Voilà six ans que Ralph la casse, le grand costaud sensible du jeu vidéo Felix Fixe Jr, et Vanellope von Schweetz, jeune pilote intrépide du jeu Sugar Rush, sont devenus amis. Lorsque la borne dans laquelle vit Vanellope est malencontreusement cassée par une cliente, les deux acolytes décident de partir à la recherche d’une pièce de rechange dans « Internet », ce truc énigmatique que le propriétaire de la salle d’arcade vient d’installer. Le temps est compté, les deux amis doivent faire parvenir la pièce avant que la borne soit mise à la casse ce qui priverait Vanellope de son jeu à tout jamais. Mais dans l’univers infini et fascinant d’Internet, Ralph et Vanellope vont découvrir que leurs projets divergent. Au point de mettre fin à leur amitié ?
LOLternet
Dans Les Mondes de Ralph (2012) [lire notre chronique], l’intrigue était centrée sur la rencontre improbable entre deux personnages de jeu vidéo : Ralph, le méchant détruisant inlassablement un immeuble avec ses énormes mains, et Vanellope, une jeune fille adepte de course automobile dans un univers très sucré et coloré. Sans surprise, le premier opus — rempli de clins d’œil à l’univers des jeux vidéo « vintage » — imposait une leçon que l’on voyait venir de très loin : les méchants peuvent aussi avoir bon fond, il ne faut pas se fier aux apparences. Le résultat était amusant et sympathique mais manquait d’aspérités pour dépasser le statut de film pour enfants.
En propulsant les deux personnages dans le vaste univers du web, Ralph 2.0 s’offre l’occasion de jouer avec les très nombreuses références liées au réseau mondial et ne s’en prive pas. Les insupportables pop-up et leurs messages indésirables, les enchères d’Ebay où Ralph et Vanellope souhaitent remporter la pièce de rechange pour la borne endommagée, le système des « cœurs » sur les contenus et le buzz qui en découle, les inévitables lolcats, les bugs et autres déconnexions intempestives… Nombreux sont ces éléments qui font — pour le meilleur et pour le pire — Internet et que l’on retrouve gentiment moqués dans le film.
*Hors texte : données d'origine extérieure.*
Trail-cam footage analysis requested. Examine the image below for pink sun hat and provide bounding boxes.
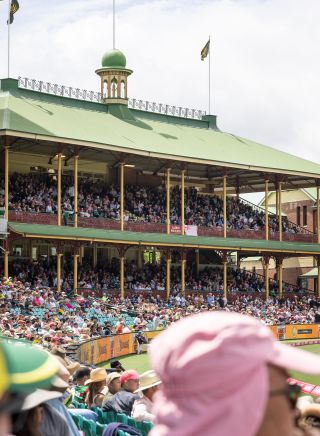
[149,312,320,436]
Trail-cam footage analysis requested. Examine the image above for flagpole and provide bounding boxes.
[209,35,211,115]
[7,0,11,79]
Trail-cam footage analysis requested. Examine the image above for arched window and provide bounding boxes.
[111,77,118,98]
[103,80,109,98]
[120,80,126,98]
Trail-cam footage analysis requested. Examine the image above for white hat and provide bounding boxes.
[21,389,62,411]
[134,369,161,394]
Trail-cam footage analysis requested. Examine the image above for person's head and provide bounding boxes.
[0,340,58,436]
[150,312,320,436]
[107,372,121,394]
[73,366,90,386]
[12,389,62,436]
[120,369,139,392]
[85,368,107,407]
[110,360,125,372]
[134,369,161,401]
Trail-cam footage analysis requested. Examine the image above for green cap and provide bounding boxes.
[0,338,59,395]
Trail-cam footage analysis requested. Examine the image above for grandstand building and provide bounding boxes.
[0,50,320,297]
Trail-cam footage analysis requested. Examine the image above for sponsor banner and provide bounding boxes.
[285,324,319,339]
[143,330,162,341]
[113,333,134,357]
[288,378,320,397]
[184,224,198,236]
[77,342,91,365]
[268,324,320,341]
[92,337,112,363]
[170,224,181,235]
[170,224,198,236]
[77,330,161,365]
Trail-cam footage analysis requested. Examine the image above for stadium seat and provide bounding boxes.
[70,413,83,430]
[82,419,96,436]
[116,413,129,425]
[127,416,139,430]
[96,422,106,436]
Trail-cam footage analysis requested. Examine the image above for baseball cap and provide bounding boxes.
[0,338,58,395]
[149,312,320,436]
[107,372,121,386]
[120,369,139,384]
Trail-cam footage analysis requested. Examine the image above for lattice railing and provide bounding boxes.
[18,77,206,120]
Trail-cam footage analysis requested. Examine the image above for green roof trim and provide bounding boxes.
[9,222,320,254]
[101,49,127,69]
[0,79,320,178]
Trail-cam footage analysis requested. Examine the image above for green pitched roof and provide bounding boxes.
[9,223,320,254]
[0,79,320,177]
Le réseau mondial est matérialisé en une mégalopole gigantesque — les sites sont des immeubles dans lesquels se promènent les Cybériens, des petits personnages symbolisant les internautes — et les blagues sont en général très drôles. Il est d’ailleurs conseillé de voir le film en version originale pour les voix mais aussi pour les jeux de mots basés sur les noms de certaines marques qui sont difficilement traduisibles en français.
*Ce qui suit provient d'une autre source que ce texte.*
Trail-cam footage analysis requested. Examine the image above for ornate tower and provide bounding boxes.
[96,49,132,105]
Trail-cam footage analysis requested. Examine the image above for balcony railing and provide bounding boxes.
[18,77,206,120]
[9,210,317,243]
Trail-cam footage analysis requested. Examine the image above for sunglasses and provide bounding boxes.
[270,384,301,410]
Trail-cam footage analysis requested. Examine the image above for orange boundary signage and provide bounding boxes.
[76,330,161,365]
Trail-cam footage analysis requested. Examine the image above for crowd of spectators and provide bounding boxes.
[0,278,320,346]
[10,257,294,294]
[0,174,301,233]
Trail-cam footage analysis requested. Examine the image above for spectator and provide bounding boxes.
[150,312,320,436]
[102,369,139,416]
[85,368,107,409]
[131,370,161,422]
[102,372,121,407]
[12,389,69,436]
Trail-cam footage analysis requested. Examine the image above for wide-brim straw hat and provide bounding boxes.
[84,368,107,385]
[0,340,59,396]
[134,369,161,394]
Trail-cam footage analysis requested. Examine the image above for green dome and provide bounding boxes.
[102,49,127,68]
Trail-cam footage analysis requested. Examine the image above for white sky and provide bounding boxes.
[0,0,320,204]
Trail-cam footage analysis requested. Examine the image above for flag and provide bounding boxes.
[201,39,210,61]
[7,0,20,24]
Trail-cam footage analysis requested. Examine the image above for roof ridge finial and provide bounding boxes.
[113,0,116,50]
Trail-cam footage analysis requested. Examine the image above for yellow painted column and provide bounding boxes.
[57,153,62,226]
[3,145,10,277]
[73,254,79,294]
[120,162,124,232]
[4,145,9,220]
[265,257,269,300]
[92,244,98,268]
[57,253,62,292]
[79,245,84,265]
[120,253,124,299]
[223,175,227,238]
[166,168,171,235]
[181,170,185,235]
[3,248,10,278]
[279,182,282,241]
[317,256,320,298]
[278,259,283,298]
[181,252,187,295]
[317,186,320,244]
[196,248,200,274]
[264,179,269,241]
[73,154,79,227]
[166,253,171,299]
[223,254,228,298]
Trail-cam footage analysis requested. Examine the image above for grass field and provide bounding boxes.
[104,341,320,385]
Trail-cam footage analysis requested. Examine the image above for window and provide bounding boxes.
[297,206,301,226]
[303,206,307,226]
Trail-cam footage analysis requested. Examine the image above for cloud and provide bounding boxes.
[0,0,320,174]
Moins candide que le premier film, cette suite évoque également le côté obscur du web. C’est assez furtif — cela reste un film pour enfants — mais l’effort de ne pas brosser un portrait trop enchanteur d’Internet mérite d’être souligné. Ralph découvre ainsi le dark web, ce réseau caché dans lequel il est possible de se procurer des choses illicites. Evidemment aucune arme ou drogue dans ce monde souterrain mais un virus — informatique, bien entendu. Mais, plus intéressant encore que l’évocation du dark web, Ralph 2.0 expose son héros costaud aux inconvénients de la notoriété numérique. Alors qu’il fait le buzz avec des vidéos reprenant les codes de ce qui fascine sur le web, Ralph découvre, incrédule, le revers de la médaille : la haine — évidemment anonyme — qui se déverse d’autant plus facilement que son venin est lâchement craché par un internaute confortablement planqué derrière son écran. Une scène courte mais courageuse qui s’éloigne un moment de l’esprit « feel good » propre à Disney pour évoquer avec tact le sujet très actuel de la malveillance en ligne.
Troller Disney
Les exemples d’œuvres moquant ceux qui les financent ou diffusent sont rares. Il faut être une institution comme Les Simpson, par exemple, pour pouvoir se moquer ouvertement et à répétition de la chaîne qui vous diffuse, en l’occurrence la très conservatrice Fox. Dans le monde aseptisé de Disney, le recours à l’autodérision et au second degré est assez rare pour ne pas dire inexistant. Lorsque Vanellope se retrouve contre son gré — elle préfère la dangereuse course infernale Slaughter Race — dans l’univers Disney, la scène permet de prendre conscience du mastodonte qu’est devenu la marque. Au sein du puissant empire Disney elle croise évidemment le nom de Pixar mais aussi ceux de Marvel ou encore Star Wars. Mais le plus intéressant est la confrontation entre la gamine espiègle et les princesses Disney qui se retrouvent réunies dans la même pièce.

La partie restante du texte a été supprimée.